Who needs Glass when you’ve got contact lenses that can display video and even detect health problems? What’s more, lenses with these capabilities could one day be created using a 3D printer.
Most of today’s 3D printers work with scraps of plastic or metal and turn them into simple objects. But Michael McAlpine at Princeton University and his colleagues have developed a 3D printer that can make a five-layered contact lens, one which emits light into the wearer’s eyes.
The lens is a transparent polymer with several components embedded inside: nanoscale quantum dot light-emitting diodes, wiring made from silver nanoparticles, and organic polymers that could act as parts of electrical circuits.
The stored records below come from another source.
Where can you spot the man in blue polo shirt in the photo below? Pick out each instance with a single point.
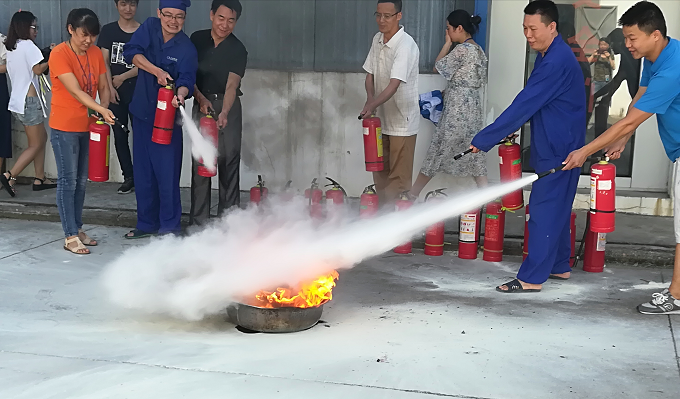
(644, 27)
(162, 52)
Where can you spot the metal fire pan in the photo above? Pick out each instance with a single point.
(278, 320)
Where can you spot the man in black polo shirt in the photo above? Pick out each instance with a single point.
(222, 62)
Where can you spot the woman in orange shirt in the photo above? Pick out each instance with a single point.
(78, 73)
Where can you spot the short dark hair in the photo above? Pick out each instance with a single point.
(19, 28)
(85, 19)
(233, 5)
(397, 3)
(647, 16)
(545, 8)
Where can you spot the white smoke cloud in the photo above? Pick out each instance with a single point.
(263, 248)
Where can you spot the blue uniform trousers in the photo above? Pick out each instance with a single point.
(157, 169)
(549, 239)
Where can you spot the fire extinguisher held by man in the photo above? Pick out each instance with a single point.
(554, 103)
(644, 27)
(392, 88)
(157, 148)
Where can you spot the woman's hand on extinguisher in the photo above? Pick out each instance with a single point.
(575, 159)
(108, 116)
(178, 100)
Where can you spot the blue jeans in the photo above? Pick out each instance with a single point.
(71, 150)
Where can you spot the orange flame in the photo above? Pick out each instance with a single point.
(307, 295)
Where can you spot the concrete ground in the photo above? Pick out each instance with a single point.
(399, 326)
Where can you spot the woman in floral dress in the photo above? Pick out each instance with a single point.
(465, 69)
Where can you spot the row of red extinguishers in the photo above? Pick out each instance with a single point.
(600, 218)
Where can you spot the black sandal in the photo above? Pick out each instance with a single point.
(42, 185)
(515, 286)
(136, 233)
(5, 183)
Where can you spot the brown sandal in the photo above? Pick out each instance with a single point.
(78, 250)
(87, 240)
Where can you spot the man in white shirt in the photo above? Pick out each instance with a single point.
(392, 74)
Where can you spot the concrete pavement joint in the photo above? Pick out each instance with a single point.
(176, 368)
(30, 249)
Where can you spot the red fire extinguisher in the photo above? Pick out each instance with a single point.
(373, 150)
(509, 155)
(164, 121)
(369, 203)
(572, 232)
(402, 204)
(468, 235)
(259, 192)
(602, 197)
(98, 162)
(494, 232)
(593, 259)
(525, 247)
(434, 235)
(314, 195)
(210, 131)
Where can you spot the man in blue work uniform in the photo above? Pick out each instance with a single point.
(553, 100)
(162, 52)
(644, 28)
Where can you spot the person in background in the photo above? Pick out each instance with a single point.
(5, 114)
(78, 74)
(604, 65)
(163, 53)
(122, 78)
(644, 28)
(554, 103)
(222, 60)
(392, 86)
(465, 69)
(24, 65)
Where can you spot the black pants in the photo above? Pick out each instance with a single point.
(121, 111)
(228, 166)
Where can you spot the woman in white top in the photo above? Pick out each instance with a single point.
(24, 66)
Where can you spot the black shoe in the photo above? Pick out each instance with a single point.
(127, 187)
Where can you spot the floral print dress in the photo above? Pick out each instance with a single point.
(465, 69)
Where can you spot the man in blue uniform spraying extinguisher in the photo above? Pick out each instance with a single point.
(163, 53)
(553, 100)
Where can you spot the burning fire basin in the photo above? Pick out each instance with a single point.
(284, 309)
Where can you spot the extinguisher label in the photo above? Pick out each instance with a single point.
(604, 185)
(593, 191)
(468, 225)
(601, 241)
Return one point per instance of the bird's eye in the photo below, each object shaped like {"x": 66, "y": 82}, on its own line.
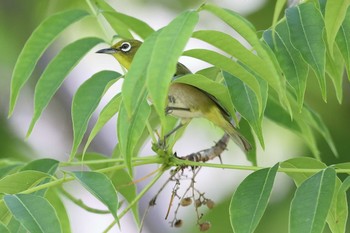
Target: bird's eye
{"x": 125, "y": 47}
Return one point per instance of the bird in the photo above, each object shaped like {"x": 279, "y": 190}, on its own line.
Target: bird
{"x": 184, "y": 101}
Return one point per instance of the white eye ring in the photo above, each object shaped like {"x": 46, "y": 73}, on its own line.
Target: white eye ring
{"x": 125, "y": 47}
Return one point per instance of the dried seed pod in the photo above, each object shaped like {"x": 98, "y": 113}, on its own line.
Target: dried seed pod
{"x": 186, "y": 201}
{"x": 210, "y": 204}
{"x": 197, "y": 203}
{"x": 178, "y": 223}
{"x": 204, "y": 226}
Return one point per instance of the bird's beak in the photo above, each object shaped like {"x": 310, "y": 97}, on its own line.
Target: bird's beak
{"x": 107, "y": 51}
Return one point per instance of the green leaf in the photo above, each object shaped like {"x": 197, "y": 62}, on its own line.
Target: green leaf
{"x": 311, "y": 203}
{"x": 9, "y": 167}
{"x": 35, "y": 46}
{"x": 215, "y": 89}
{"x": 247, "y": 31}
{"x": 278, "y": 10}
{"x": 139, "y": 27}
{"x": 234, "y": 48}
{"x": 21, "y": 181}
{"x": 313, "y": 119}
{"x": 335, "y": 70}
{"x": 48, "y": 166}
{"x": 56, "y": 72}
{"x": 170, "y": 43}
{"x": 106, "y": 114}
{"x": 343, "y": 42}
{"x": 54, "y": 199}
{"x": 246, "y": 102}
{"x": 34, "y": 212}
{"x": 306, "y": 27}
{"x": 124, "y": 184}
{"x": 302, "y": 163}
{"x": 237, "y": 22}
{"x": 338, "y": 212}
{"x": 129, "y": 129}
{"x": 15, "y": 226}
{"x": 230, "y": 66}
{"x": 45, "y": 165}
{"x": 85, "y": 102}
{"x": 293, "y": 65}
{"x": 335, "y": 13}
{"x": 101, "y": 187}
{"x": 134, "y": 85}
{"x": 250, "y": 200}
{"x": 3, "y": 228}
{"x": 121, "y": 179}
{"x": 118, "y": 26}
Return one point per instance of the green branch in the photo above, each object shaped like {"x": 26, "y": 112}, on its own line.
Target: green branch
{"x": 81, "y": 204}
{"x": 137, "y": 198}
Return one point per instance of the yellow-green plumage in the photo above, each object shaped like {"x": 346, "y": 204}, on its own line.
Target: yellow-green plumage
{"x": 184, "y": 101}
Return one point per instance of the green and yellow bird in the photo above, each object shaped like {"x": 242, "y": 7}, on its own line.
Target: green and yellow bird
{"x": 184, "y": 101}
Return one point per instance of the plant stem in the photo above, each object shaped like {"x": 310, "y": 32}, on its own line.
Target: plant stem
{"x": 48, "y": 185}
{"x": 137, "y": 198}
{"x": 98, "y": 161}
{"x": 81, "y": 204}
{"x": 181, "y": 162}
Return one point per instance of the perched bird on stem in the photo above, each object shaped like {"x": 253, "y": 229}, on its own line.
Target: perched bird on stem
{"x": 184, "y": 101}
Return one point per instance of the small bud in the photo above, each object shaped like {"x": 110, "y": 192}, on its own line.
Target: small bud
{"x": 178, "y": 223}
{"x": 186, "y": 201}
{"x": 204, "y": 226}
{"x": 210, "y": 204}
{"x": 197, "y": 203}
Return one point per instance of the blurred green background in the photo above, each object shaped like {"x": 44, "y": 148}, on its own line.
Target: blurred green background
{"x": 19, "y": 18}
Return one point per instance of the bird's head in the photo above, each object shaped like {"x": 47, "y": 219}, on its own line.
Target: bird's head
{"x": 124, "y": 51}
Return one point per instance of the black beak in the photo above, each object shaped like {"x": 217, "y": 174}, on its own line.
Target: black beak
{"x": 107, "y": 51}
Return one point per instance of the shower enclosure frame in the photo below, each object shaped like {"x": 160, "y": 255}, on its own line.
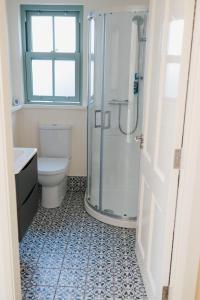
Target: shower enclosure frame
{"x": 98, "y": 213}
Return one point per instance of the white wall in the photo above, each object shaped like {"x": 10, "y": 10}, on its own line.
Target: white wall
{"x": 27, "y": 120}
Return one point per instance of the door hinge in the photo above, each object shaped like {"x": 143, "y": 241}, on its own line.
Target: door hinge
{"x": 177, "y": 159}
{"x": 165, "y": 293}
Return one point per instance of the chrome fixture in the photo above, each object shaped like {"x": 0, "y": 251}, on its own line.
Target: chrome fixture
{"x": 140, "y": 139}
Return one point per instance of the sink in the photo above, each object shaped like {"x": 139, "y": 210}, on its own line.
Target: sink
{"x": 21, "y": 157}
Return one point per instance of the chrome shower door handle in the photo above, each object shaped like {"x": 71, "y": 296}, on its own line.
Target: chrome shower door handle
{"x": 107, "y": 119}
{"x": 140, "y": 139}
{"x": 97, "y": 124}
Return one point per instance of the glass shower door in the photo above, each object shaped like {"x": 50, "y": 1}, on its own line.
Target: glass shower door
{"x": 94, "y": 111}
{"x": 121, "y": 154}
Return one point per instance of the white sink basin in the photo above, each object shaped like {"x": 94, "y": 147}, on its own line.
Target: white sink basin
{"x": 21, "y": 157}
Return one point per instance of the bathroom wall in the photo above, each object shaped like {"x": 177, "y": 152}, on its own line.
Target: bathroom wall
{"x": 26, "y": 121}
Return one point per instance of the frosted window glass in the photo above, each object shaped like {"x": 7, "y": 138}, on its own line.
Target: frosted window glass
{"x": 65, "y": 78}
{"x": 65, "y": 34}
{"x": 42, "y": 33}
{"x": 172, "y": 80}
{"x": 176, "y": 30}
{"x": 92, "y": 78}
{"x": 42, "y": 77}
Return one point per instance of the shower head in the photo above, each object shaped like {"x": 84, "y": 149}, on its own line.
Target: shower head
{"x": 141, "y": 25}
{"x": 138, "y": 19}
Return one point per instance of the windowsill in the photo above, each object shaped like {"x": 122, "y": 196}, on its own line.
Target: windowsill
{"x": 16, "y": 108}
{"x": 38, "y": 106}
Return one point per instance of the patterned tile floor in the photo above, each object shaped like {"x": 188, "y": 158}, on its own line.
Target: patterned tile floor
{"x": 66, "y": 254}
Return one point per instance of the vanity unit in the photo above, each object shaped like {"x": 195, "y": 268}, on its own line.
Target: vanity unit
{"x": 26, "y": 179}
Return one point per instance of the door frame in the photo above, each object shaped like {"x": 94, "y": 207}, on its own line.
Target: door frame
{"x": 186, "y": 247}
{"x": 189, "y": 185}
{"x": 9, "y": 248}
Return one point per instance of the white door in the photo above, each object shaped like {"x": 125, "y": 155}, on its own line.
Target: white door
{"x": 168, "y": 53}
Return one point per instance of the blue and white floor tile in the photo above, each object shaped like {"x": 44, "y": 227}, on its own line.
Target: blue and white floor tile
{"x": 66, "y": 254}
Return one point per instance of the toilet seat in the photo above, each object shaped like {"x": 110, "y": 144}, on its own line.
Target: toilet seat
{"x": 52, "y": 165}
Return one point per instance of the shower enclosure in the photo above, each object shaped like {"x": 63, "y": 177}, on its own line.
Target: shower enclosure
{"x": 115, "y": 86}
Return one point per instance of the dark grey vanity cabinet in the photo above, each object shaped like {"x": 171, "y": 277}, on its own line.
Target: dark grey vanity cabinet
{"x": 27, "y": 195}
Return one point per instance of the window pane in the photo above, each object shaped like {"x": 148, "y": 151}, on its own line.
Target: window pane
{"x": 42, "y": 77}
{"x": 42, "y": 33}
{"x": 65, "y": 78}
{"x": 65, "y": 34}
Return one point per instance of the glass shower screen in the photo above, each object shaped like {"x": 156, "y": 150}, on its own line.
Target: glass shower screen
{"x": 116, "y": 59}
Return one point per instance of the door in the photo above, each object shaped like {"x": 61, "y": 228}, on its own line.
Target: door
{"x": 95, "y": 110}
{"x": 168, "y": 49}
{"x": 122, "y": 122}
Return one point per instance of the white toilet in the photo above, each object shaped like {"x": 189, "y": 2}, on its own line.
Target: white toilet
{"x": 53, "y": 163}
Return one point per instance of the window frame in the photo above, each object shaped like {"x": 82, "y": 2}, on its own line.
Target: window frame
{"x": 27, "y": 11}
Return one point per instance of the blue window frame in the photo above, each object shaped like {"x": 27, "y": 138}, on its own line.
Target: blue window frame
{"x": 52, "y": 53}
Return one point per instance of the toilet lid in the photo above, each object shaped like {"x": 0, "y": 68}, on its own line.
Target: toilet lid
{"x": 50, "y": 166}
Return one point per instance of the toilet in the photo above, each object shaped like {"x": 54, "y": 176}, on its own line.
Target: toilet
{"x": 53, "y": 163}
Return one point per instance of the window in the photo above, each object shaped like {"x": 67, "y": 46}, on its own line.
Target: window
{"x": 52, "y": 42}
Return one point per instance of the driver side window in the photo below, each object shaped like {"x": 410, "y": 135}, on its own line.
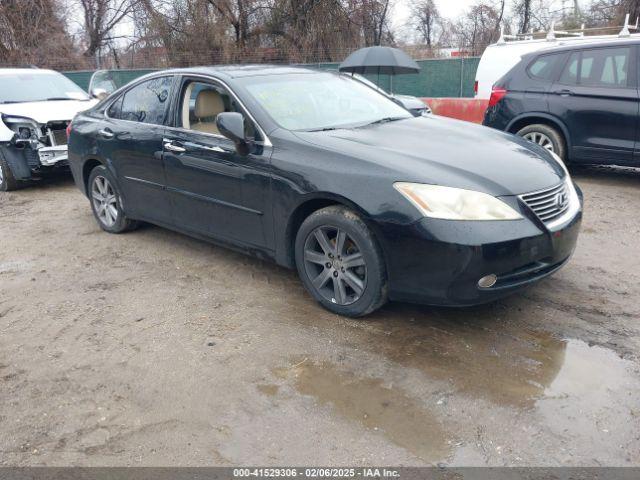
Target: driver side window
{"x": 202, "y": 102}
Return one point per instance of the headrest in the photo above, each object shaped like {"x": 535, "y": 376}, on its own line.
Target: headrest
{"x": 208, "y": 104}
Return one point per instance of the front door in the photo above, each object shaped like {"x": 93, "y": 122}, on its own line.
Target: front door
{"x": 214, "y": 190}
{"x": 597, "y": 98}
{"x": 132, "y": 139}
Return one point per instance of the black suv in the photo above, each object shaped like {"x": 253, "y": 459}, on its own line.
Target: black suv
{"x": 581, "y": 102}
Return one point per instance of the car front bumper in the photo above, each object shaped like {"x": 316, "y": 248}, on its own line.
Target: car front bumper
{"x": 440, "y": 262}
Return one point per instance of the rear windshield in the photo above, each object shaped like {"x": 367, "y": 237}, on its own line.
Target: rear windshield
{"x": 36, "y": 87}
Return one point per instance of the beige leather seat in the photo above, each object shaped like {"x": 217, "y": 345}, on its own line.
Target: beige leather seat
{"x": 209, "y": 104}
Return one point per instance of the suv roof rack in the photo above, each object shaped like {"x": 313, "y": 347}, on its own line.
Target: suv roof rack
{"x": 552, "y": 34}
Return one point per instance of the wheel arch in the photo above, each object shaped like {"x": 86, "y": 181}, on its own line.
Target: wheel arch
{"x": 522, "y": 121}
{"x": 306, "y": 207}
{"x": 87, "y": 167}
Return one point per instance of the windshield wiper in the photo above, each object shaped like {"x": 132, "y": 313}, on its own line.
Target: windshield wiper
{"x": 323, "y": 129}
{"x": 384, "y": 120}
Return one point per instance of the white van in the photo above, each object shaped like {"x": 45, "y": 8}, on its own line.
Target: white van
{"x": 502, "y": 56}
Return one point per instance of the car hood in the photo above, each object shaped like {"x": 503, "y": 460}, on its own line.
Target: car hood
{"x": 441, "y": 151}
{"x": 50, "y": 111}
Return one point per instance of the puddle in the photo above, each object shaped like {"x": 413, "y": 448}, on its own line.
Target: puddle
{"x": 595, "y": 394}
{"x": 374, "y": 405}
{"x": 268, "y": 389}
{"x": 476, "y": 351}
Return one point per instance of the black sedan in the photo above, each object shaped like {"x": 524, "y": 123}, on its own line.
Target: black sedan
{"x": 321, "y": 173}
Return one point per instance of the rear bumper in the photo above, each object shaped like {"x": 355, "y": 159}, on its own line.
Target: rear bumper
{"x": 440, "y": 262}
{"x": 24, "y": 160}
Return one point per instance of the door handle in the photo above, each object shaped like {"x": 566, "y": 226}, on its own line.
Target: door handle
{"x": 216, "y": 149}
{"x": 106, "y": 133}
{"x": 172, "y": 147}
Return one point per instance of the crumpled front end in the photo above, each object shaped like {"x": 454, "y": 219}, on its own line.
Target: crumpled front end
{"x": 31, "y": 148}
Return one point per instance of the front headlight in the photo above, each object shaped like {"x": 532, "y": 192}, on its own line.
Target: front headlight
{"x": 26, "y": 128}
{"x": 449, "y": 203}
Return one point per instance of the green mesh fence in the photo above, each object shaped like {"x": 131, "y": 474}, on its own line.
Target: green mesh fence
{"x": 451, "y": 77}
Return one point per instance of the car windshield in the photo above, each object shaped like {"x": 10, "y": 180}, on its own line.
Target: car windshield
{"x": 36, "y": 87}
{"x": 321, "y": 101}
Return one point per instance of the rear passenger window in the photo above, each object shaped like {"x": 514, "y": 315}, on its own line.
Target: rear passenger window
{"x": 603, "y": 67}
{"x": 570, "y": 73}
{"x": 542, "y": 67}
{"x": 146, "y": 103}
{"x": 608, "y": 67}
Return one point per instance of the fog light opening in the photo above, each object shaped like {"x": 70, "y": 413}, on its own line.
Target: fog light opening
{"x": 488, "y": 281}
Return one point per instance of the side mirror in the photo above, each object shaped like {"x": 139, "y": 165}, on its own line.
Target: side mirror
{"x": 99, "y": 93}
{"x": 231, "y": 125}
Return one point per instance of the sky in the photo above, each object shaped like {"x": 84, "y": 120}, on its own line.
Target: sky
{"x": 448, "y": 8}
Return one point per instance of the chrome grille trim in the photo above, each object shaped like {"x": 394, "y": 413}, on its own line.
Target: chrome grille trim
{"x": 550, "y": 203}
{"x": 58, "y": 137}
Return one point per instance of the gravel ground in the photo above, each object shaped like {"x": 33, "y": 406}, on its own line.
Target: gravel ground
{"x": 151, "y": 348}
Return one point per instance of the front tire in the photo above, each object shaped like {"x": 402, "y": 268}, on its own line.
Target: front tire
{"x": 340, "y": 262}
{"x": 8, "y": 182}
{"x": 106, "y": 202}
{"x": 545, "y": 136}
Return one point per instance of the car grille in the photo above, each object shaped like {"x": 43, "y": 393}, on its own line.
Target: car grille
{"x": 59, "y": 137}
{"x": 548, "y": 204}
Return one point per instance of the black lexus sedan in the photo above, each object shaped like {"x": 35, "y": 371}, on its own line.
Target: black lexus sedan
{"x": 319, "y": 172}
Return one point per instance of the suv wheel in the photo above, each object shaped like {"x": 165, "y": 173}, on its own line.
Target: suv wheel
{"x": 340, "y": 262}
{"x": 7, "y": 180}
{"x": 545, "y": 136}
{"x": 106, "y": 202}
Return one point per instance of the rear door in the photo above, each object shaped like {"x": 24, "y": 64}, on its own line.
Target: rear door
{"x": 597, "y": 99}
{"x": 132, "y": 139}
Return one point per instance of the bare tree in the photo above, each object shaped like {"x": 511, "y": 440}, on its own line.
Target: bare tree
{"x": 427, "y": 21}
{"x": 478, "y": 28}
{"x": 34, "y": 32}
{"x": 100, "y": 18}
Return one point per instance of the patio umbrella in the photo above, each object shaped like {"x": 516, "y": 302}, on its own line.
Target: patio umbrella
{"x": 380, "y": 60}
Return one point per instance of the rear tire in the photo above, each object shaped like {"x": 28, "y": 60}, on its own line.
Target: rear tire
{"x": 545, "y": 136}
{"x": 340, "y": 262}
{"x": 8, "y": 182}
{"x": 106, "y": 202}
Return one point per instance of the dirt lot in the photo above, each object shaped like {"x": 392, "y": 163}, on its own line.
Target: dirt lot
{"x": 152, "y": 348}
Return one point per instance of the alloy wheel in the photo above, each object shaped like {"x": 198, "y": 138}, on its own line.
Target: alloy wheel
{"x": 541, "y": 139}
{"x": 104, "y": 201}
{"x": 335, "y": 265}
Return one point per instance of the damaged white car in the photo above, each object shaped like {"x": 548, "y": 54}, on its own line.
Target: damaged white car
{"x": 36, "y": 106}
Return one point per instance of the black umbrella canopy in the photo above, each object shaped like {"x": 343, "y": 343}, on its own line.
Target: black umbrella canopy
{"x": 380, "y": 60}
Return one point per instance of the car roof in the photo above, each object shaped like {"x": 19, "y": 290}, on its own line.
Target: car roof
{"x": 31, "y": 71}
{"x": 619, "y": 42}
{"x": 240, "y": 71}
The trickiest part, McAlpine says, was working out which chemical solvents would deposit each layer best, leaving them dry enough for the next layer to adhere.
Another challenge was the fact that everyone has uniquely shaped eyeballs. The team scanned the contact lens constantly with two cameras to ensure the final shape matched the user’s prescription.
Air Force backing
The work was funded by the US Air Force, which hopes to use such lenses to display in-flight data. Replacing the LEDs with light sensors could also reveal the state of the wearer’s retina and possibly monitor pilot health without invasive implants.
They could also be replaced with sensors that detect chemical biomarkers of fatigue in eye fluids, McAlpine suggests. “Planes have sensors for the state of everything, except the most important thing: the pilot’s exhaustion level,” he says.
Taking the system out of the lab and into the cockpit won’t be easy, however, says physicist Raymond Murray at Imperial College London. He thinks the 3D printed LED display is interesting, but notes that the voltage it needs to switch on is still too high to use in a commercial contact lens.
In addition, the team needs to ensure the devices have no adverse effects on the body – the materials that make quantum dots, such as cadmium selenide, have known health risks.